3. AST → Lineage Graph (Graph Building)

clpipe walks through each AST and extracts:

Table-Level Graph

graph TD
    A[raw.orders] --> B[staging.orders]
    B --> C[analytics.customer_metrics]

What we extract: - Source tables: external.orders - Created tables: raw.orders, staging.orders, analytics.customer_metrics - Dependencies: staging.orders depends on raw.orders

Column-Level Graph

graph LR
    A1[raw.orders.order_id] -.dropped.-> N1[ ]
    A2[raw.orders.customer_id] --> B2[staging.orders.customer_id] --> C2[analytics.customer_metrics.customer_id]
    A3[raw.orders.amount] -->|SUM| B3[staging.orders.total_amount] --> C3[analytics.customer_metrics.total_amount]
    B3 -->|DIVIDE| C4[analytics.customer_metrics.avg_order_value]
    A3 -->|COUNT| B4[staging.orders.order_count] --> C5[analytics.customer_metrics.order_count]
    B4 -->|DIVIDE| C4
    A5[raw.orders.status] -.filtered.-> N2[ ]

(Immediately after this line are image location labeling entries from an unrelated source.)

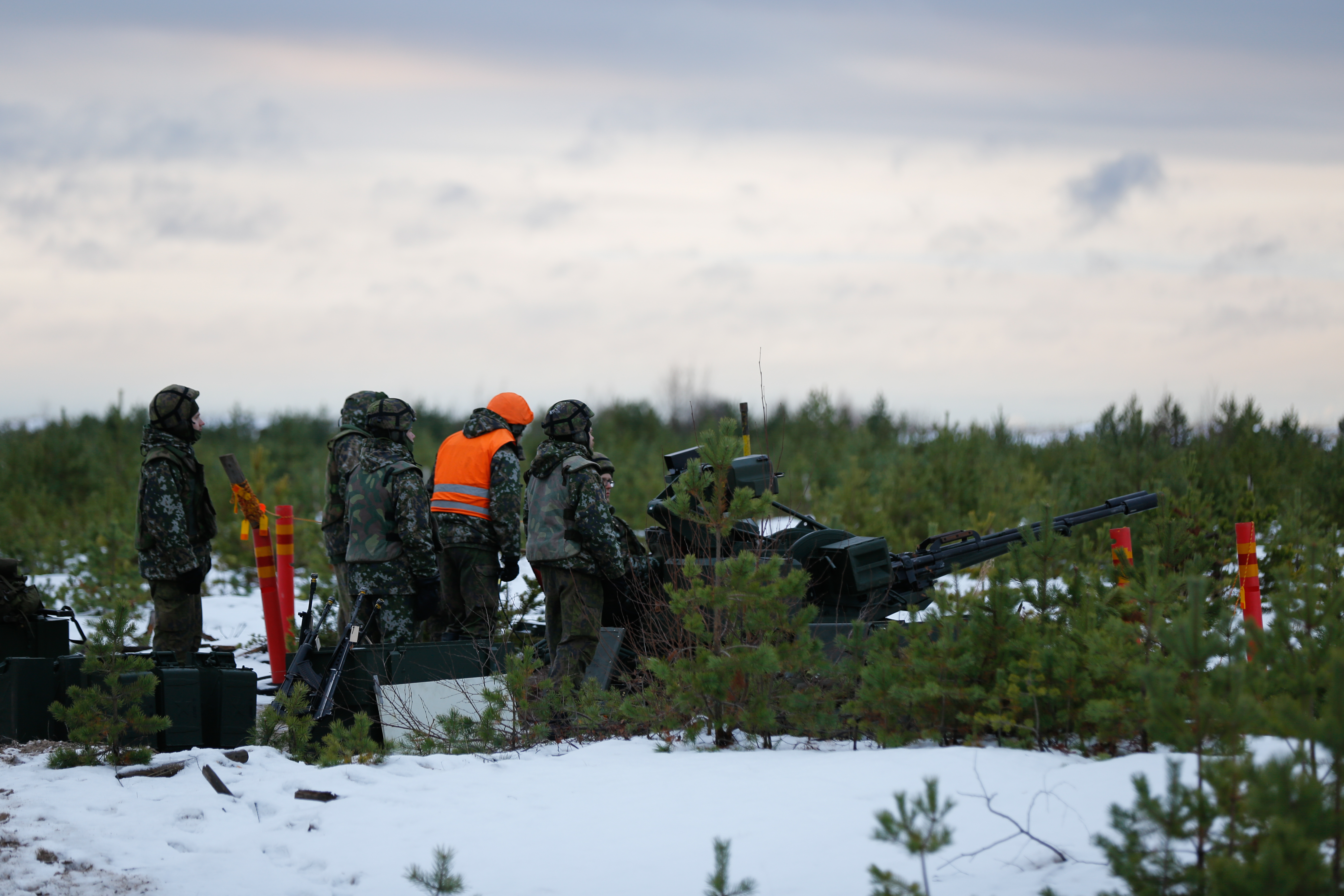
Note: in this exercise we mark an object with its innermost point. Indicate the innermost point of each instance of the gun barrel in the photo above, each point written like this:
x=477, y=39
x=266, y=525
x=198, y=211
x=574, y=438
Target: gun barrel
x=917, y=570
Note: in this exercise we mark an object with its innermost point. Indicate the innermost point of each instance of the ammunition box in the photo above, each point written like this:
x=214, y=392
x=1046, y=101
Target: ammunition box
x=228, y=706
x=26, y=691
x=178, y=698
x=753, y=472
x=48, y=639
x=865, y=561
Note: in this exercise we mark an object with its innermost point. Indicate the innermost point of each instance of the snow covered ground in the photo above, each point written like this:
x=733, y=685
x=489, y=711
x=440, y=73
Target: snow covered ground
x=615, y=817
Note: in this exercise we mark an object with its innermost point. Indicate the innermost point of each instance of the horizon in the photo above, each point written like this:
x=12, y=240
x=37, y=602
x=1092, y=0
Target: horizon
x=1042, y=209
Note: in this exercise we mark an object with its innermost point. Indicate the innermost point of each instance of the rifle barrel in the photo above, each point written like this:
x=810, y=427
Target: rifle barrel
x=914, y=571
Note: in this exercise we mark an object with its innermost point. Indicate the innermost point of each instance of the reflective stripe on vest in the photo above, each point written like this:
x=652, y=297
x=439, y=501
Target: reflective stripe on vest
x=463, y=473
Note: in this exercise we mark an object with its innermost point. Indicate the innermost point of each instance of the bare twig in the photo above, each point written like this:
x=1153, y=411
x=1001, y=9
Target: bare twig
x=1022, y=832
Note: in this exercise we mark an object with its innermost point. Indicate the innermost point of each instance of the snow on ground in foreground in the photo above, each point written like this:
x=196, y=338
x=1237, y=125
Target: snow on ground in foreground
x=615, y=817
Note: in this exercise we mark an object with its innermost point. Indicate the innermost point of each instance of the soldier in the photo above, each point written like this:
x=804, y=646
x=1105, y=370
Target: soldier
x=342, y=459
x=624, y=598
x=390, y=551
x=175, y=520
x=573, y=539
x=478, y=512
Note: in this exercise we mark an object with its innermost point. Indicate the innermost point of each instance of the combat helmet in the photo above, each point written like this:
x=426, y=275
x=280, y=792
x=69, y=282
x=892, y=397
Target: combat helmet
x=357, y=406
x=390, y=414
x=173, y=409
x=568, y=418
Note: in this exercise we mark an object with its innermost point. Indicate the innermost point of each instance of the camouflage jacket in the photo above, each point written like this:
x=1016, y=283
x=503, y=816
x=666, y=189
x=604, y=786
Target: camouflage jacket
x=503, y=531
x=342, y=457
x=409, y=512
x=603, y=541
x=175, y=519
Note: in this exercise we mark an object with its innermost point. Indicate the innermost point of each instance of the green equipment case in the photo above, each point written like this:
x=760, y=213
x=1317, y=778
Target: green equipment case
x=178, y=698
x=26, y=691
x=228, y=700
x=37, y=637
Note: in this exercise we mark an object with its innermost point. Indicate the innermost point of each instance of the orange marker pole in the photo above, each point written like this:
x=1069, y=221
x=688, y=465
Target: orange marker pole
x=1248, y=571
x=269, y=598
x=255, y=514
x=286, y=563
x=1121, y=550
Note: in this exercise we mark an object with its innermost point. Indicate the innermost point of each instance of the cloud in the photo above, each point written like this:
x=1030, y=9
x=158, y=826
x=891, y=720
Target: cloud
x=1245, y=258
x=1101, y=194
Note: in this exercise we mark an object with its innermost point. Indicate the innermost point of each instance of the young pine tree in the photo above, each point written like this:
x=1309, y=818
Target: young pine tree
x=921, y=828
x=108, y=718
x=720, y=883
x=752, y=649
x=440, y=879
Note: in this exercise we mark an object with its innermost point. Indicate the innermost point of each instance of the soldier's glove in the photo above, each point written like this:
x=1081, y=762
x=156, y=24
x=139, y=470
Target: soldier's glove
x=191, y=580
x=427, y=600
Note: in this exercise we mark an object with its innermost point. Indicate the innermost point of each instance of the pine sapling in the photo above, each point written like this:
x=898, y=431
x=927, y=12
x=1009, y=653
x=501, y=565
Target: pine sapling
x=108, y=717
x=288, y=729
x=921, y=828
x=720, y=882
x=350, y=745
x=440, y=879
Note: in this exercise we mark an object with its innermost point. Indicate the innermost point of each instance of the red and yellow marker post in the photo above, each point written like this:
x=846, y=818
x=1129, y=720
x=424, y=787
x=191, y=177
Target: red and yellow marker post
x=255, y=522
x=1248, y=571
x=1121, y=551
x=286, y=562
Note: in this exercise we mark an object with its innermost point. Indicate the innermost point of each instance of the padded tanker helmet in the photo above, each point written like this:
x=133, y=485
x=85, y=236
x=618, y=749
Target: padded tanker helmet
x=390, y=414
x=174, y=407
x=568, y=418
x=357, y=406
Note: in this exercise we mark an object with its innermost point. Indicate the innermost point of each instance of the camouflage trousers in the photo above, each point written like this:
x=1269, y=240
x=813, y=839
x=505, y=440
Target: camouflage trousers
x=468, y=594
x=393, y=625
x=573, y=620
x=177, y=619
x=343, y=600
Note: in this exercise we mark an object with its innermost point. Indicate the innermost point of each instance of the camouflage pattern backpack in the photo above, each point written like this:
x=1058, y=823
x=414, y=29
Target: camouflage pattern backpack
x=371, y=511
x=550, y=519
x=18, y=598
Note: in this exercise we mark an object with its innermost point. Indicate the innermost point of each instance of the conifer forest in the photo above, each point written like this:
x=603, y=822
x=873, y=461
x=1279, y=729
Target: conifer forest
x=1039, y=649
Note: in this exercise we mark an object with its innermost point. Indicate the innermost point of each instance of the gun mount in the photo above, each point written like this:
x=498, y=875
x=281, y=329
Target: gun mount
x=851, y=577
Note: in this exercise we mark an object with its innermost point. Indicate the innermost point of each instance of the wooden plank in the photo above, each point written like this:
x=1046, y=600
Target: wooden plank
x=232, y=469
x=167, y=770
x=214, y=781
x=320, y=796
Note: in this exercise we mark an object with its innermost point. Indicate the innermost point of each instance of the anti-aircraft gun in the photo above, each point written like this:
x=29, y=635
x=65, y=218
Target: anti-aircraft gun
x=853, y=578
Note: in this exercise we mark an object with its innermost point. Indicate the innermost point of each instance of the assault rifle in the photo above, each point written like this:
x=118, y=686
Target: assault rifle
x=326, y=695
x=303, y=664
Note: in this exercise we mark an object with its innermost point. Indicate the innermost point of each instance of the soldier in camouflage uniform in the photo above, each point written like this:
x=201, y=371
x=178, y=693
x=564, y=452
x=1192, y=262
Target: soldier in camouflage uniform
x=342, y=459
x=573, y=538
x=175, y=519
x=389, y=550
x=478, y=512
x=624, y=598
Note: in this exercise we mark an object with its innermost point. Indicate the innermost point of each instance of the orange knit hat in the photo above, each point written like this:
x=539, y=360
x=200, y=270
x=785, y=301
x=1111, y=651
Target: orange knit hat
x=511, y=407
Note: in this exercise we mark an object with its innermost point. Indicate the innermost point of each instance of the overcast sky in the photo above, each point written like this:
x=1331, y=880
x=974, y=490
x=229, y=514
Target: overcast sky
x=1039, y=208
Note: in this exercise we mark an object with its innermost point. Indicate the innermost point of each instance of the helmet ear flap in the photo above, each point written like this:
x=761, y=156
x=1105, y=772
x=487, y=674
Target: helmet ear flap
x=174, y=407
x=568, y=418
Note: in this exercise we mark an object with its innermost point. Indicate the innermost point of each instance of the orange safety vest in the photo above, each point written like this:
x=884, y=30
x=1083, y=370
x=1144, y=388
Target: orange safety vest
x=463, y=473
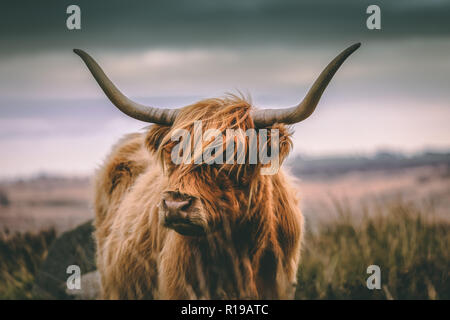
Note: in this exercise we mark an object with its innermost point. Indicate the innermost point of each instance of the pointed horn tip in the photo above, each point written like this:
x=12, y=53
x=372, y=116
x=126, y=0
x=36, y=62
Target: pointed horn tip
x=355, y=46
x=78, y=51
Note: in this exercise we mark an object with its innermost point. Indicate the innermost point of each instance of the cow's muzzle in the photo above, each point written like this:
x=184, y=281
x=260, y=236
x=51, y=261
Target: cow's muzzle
x=182, y=213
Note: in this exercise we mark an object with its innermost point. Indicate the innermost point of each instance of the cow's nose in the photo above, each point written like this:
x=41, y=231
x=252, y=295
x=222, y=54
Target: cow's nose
x=177, y=208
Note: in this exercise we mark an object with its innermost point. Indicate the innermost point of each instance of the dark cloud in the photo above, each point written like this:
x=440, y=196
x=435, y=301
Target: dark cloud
x=27, y=26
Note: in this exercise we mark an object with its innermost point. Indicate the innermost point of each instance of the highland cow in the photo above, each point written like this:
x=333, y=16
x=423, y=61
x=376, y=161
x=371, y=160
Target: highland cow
x=197, y=230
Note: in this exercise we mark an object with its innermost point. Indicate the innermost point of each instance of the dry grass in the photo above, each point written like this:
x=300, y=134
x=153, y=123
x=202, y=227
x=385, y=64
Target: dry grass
x=410, y=247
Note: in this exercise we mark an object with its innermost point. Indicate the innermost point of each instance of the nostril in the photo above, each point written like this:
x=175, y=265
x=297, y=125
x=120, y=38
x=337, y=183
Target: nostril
x=177, y=205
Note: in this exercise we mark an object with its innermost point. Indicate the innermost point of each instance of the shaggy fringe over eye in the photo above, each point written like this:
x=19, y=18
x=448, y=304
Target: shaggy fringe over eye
x=231, y=112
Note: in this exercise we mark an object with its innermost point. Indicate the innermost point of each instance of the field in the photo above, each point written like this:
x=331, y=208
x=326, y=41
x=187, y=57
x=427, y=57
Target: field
x=396, y=218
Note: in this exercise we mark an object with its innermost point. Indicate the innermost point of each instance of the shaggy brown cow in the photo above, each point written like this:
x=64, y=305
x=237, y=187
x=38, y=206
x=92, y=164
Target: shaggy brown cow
x=191, y=231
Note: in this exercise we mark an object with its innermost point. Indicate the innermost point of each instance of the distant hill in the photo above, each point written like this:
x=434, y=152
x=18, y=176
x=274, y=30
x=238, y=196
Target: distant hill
x=331, y=166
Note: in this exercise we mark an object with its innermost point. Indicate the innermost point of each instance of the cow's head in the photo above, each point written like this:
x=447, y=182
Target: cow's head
x=205, y=186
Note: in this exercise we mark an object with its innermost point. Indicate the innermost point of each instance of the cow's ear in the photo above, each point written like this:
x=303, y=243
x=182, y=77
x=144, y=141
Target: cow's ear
x=155, y=135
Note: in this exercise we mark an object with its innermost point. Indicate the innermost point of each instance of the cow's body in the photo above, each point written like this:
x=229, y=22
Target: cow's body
x=257, y=256
x=168, y=229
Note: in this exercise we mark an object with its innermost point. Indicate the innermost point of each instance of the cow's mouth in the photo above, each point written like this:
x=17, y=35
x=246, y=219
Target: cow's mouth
x=184, y=227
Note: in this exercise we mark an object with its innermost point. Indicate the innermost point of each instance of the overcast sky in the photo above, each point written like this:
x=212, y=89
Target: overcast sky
x=392, y=93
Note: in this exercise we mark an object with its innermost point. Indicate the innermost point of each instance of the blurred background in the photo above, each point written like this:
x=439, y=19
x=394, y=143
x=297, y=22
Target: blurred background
x=380, y=136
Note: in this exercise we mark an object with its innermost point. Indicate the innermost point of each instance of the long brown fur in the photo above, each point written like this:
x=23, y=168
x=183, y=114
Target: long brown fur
x=253, y=249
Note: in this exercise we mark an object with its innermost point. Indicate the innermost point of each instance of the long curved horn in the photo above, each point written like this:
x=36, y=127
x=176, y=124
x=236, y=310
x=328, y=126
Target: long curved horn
x=127, y=106
x=267, y=117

What we extract: - Column flows: amountSUM(amount)total_amount - Transformations: SUM(), COUNT(), DIVIDE() - Dropped columns: order_id (not in final output) - Filtered columns: status (used in WHERE but not stored) - Calculated columns: avg_order_value = total_amount / order_count


What's In The Graph

Table Graph

# Access table-level dependencies
table_graph = pipeline.table_graph

# Get all tables
print(table_graph.tables)
# Output: ['raw.orders', 'staging.orders', 'analytics.customer_metrics']

# Get dependencies for a specific table
deps = table_graph.get_dependencies('analytics.customer_metrics')
# Output: ['staging.orders']

# Get execution order (topological sort)
execution_order = table_graph.get_execution_order()
# Output: [['raw.orders'], ['staging.orders'], ['analytics.customer_metrics']]

Column Lineage Graph

# Access column-level lineage directly from Pipeline

# Get all columns in a table
table_columns = [col for col in pipeline.columns.values()
                 if col.table_name == 'analytics.customer_metrics']
# Output: ['customer_id', 'total_amount', 'order_count', 'avg_order_value']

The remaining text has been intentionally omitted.